Feature Availability (“Best of Breed”)
While the multi-cloud approaches above are fairly common today, we feel that a different model should be considered as a more successful one moving into the future. This promising multi-cloud architecture can be thought of as “Best of Breed.” With this approach, the mindset is that the agility risk imposed by insisting on duplicating all features in both environments actually costs the enterprise more than the stability that is theoretically gained by deploying two totally interchangeable cloud provider feature sets. Here the guiding principle is that in order to reap the full benefits of cloud, being able to take advantage of the best service and feature advances is of utmost importance.
A good best of breed approach involves selecting a primary cloud vendor. This vendor is where the main center of gravity for cloud operations lives, with the primary identity and security designs centralized around the main provider. It is of course straightforward to utilize new services and features from the primary vendor, but the enterprise also explicitly leaves open the possibility of reaching across to another cloud vendor for a specific service, capability or feature that is either not available from the primary cloud vendor, or does not meet requirements as well.
A reasonable question might be, doesn’t that add complexity? The answer is, yes, it does. However, under the right circumstances, the benefit is worth the complexity. In this model, there is an architecture assessment process that explicitly considers the option of using a second (or third!) cloud provider, given that the value for the use case justifies the extra effort. These types of scenarios can include the following:
- Reaching out from the primary cloud provider to use an API-driven service on the second provider. Because authentication can be handled at the individual request level, an entire duplicate identity infrastructure on the second cloud provider isn’t required.
- Utilizing a particular query-friendly data store in the second cloud provider, populated via messaging queues or object storage originating in the first cloud provider. (This can be effective if egress data volumes aren’t too high.)
- Machine learning training can be performed on a second cloud vendor, especially if the source data is publicly available. Then the results can be brought over to the primary cloud to build and deploy real-time scoring applications.

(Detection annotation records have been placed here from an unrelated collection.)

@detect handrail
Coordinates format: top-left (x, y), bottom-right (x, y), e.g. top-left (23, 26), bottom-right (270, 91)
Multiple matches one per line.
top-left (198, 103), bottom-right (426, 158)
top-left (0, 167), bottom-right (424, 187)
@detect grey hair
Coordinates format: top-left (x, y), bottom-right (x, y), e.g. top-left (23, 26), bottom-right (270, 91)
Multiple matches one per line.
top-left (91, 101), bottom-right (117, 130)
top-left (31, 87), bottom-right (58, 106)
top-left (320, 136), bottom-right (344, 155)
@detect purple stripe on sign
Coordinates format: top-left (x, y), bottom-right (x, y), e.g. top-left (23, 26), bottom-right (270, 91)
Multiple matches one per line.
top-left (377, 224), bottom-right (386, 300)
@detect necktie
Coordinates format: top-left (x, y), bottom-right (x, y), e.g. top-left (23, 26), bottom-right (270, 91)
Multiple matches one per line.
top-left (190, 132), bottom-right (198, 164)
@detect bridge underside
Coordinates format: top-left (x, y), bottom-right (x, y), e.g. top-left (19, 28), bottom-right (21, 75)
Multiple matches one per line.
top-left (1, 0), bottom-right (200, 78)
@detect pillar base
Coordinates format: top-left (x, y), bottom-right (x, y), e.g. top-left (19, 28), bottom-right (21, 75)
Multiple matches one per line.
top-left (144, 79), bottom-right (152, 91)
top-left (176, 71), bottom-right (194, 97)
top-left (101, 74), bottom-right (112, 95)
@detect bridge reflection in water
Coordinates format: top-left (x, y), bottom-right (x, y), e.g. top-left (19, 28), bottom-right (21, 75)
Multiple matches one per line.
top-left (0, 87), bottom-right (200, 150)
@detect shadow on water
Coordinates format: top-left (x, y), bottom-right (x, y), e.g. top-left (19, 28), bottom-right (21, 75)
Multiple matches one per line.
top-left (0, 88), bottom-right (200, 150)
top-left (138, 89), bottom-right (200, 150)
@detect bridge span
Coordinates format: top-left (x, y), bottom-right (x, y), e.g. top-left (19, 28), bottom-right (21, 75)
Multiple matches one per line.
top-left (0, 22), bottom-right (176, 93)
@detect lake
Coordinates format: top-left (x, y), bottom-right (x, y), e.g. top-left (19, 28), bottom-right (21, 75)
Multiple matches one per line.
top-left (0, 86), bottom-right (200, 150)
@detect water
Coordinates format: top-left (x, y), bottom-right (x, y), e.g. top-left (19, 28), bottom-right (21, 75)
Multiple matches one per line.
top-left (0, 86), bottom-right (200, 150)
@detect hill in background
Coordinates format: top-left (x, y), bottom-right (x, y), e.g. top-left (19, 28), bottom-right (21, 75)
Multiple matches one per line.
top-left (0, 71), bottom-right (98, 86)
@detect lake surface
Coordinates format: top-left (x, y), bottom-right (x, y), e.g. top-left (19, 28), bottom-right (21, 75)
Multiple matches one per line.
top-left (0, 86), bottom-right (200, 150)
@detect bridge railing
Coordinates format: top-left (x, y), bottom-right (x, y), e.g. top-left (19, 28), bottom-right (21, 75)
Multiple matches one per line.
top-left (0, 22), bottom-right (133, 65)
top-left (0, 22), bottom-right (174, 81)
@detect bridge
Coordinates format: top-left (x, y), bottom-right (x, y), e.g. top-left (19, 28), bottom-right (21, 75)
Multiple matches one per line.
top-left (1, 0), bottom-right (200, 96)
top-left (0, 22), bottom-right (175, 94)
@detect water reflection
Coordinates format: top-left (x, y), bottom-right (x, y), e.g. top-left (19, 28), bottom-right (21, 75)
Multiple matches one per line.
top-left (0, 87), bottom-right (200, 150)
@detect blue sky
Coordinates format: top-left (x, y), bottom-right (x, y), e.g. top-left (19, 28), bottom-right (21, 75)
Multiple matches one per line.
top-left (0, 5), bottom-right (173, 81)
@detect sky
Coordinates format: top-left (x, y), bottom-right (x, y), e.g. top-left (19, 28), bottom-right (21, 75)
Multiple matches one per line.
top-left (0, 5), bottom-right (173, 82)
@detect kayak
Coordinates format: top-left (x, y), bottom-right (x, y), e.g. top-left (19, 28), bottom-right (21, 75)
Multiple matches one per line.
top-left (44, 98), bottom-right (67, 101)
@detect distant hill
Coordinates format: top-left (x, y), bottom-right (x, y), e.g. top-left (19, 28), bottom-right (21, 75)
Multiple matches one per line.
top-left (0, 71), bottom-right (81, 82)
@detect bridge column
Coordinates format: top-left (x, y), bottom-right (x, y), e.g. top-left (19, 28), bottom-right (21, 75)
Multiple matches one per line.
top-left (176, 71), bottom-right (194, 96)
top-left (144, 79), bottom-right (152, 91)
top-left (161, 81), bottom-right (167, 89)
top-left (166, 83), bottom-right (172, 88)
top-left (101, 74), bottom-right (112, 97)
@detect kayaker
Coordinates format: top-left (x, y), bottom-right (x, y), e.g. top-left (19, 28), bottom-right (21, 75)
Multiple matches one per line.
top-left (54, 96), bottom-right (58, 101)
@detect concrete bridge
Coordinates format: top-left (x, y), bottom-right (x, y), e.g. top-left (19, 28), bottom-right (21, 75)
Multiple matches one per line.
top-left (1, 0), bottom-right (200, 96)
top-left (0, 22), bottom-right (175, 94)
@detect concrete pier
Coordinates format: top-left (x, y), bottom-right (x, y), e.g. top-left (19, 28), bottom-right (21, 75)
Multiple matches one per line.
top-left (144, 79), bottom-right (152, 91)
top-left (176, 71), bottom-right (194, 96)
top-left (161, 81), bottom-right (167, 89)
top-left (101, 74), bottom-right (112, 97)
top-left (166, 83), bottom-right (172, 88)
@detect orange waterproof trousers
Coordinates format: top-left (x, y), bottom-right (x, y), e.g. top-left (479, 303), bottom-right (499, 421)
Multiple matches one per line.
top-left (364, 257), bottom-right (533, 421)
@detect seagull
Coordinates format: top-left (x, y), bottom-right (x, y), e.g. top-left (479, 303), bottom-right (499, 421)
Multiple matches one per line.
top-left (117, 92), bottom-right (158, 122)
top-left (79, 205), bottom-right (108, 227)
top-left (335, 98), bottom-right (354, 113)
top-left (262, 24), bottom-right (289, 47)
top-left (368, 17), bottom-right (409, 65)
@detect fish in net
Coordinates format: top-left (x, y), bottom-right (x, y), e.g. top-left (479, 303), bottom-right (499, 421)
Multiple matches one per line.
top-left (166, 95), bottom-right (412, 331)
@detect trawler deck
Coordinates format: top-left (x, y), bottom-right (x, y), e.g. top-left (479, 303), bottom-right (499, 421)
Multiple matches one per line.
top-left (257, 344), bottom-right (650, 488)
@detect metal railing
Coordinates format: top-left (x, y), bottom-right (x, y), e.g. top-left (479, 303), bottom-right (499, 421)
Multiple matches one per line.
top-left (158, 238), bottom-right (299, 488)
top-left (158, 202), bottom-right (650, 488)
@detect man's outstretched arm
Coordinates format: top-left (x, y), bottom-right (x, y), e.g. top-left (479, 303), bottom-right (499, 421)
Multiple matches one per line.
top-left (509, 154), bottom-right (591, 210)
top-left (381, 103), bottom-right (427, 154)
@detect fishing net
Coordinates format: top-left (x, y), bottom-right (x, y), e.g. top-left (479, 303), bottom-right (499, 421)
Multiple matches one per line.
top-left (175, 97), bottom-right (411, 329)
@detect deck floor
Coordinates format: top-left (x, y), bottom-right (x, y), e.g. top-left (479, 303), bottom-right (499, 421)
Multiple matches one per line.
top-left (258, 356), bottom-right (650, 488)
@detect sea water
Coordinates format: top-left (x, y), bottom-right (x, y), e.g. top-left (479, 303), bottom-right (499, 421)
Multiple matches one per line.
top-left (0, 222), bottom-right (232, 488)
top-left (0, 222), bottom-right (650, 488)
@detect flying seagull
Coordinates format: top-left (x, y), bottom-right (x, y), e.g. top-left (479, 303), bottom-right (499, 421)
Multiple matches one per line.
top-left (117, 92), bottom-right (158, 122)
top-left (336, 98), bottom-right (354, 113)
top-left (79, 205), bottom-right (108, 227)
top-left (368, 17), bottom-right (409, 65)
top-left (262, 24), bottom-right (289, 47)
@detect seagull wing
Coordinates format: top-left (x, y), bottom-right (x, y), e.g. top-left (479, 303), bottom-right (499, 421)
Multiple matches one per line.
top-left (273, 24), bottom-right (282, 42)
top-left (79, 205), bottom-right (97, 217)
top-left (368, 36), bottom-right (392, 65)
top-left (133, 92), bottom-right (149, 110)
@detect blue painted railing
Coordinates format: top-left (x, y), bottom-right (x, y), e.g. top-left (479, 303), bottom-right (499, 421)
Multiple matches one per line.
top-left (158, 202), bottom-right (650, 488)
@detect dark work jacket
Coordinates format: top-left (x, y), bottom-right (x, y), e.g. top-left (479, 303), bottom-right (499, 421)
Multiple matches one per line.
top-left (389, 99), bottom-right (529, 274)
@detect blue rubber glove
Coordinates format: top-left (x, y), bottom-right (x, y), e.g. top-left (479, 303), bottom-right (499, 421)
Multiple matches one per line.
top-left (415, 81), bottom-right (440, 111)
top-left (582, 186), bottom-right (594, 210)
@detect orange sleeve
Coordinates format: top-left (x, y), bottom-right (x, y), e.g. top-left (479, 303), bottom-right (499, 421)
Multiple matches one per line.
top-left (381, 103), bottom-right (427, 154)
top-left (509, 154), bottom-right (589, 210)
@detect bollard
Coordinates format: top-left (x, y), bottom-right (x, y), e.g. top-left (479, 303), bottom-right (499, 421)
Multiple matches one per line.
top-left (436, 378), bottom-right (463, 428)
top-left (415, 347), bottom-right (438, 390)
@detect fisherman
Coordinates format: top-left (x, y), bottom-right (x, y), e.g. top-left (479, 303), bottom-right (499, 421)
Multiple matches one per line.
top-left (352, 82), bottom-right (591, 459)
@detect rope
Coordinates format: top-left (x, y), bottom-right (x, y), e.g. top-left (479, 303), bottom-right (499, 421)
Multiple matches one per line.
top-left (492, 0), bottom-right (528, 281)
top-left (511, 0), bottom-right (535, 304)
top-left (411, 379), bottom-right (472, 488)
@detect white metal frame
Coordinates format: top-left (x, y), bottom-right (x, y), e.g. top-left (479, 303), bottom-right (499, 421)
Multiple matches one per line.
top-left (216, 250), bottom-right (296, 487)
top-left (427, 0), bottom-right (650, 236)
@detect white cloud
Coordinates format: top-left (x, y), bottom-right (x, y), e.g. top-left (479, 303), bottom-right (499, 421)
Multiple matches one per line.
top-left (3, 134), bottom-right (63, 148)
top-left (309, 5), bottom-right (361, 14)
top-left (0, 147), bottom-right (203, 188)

While the above are only three examples, they illustrate how this model provides a balanced approach, avoids the lowest common denominator problem, and provides access to the latest cloud innovations, all while keeping complexity in check.
Of course, every enterprise is different, and there may be compelling reasons and priorities in a specific case that indicate a different approach. There are certainly architectures and options available other than those just discussed, but this should provide a solid baseline to understanding how two major architectural approaches to cloud are being utilized by major enterprises. Maybe yours can utilize them as well!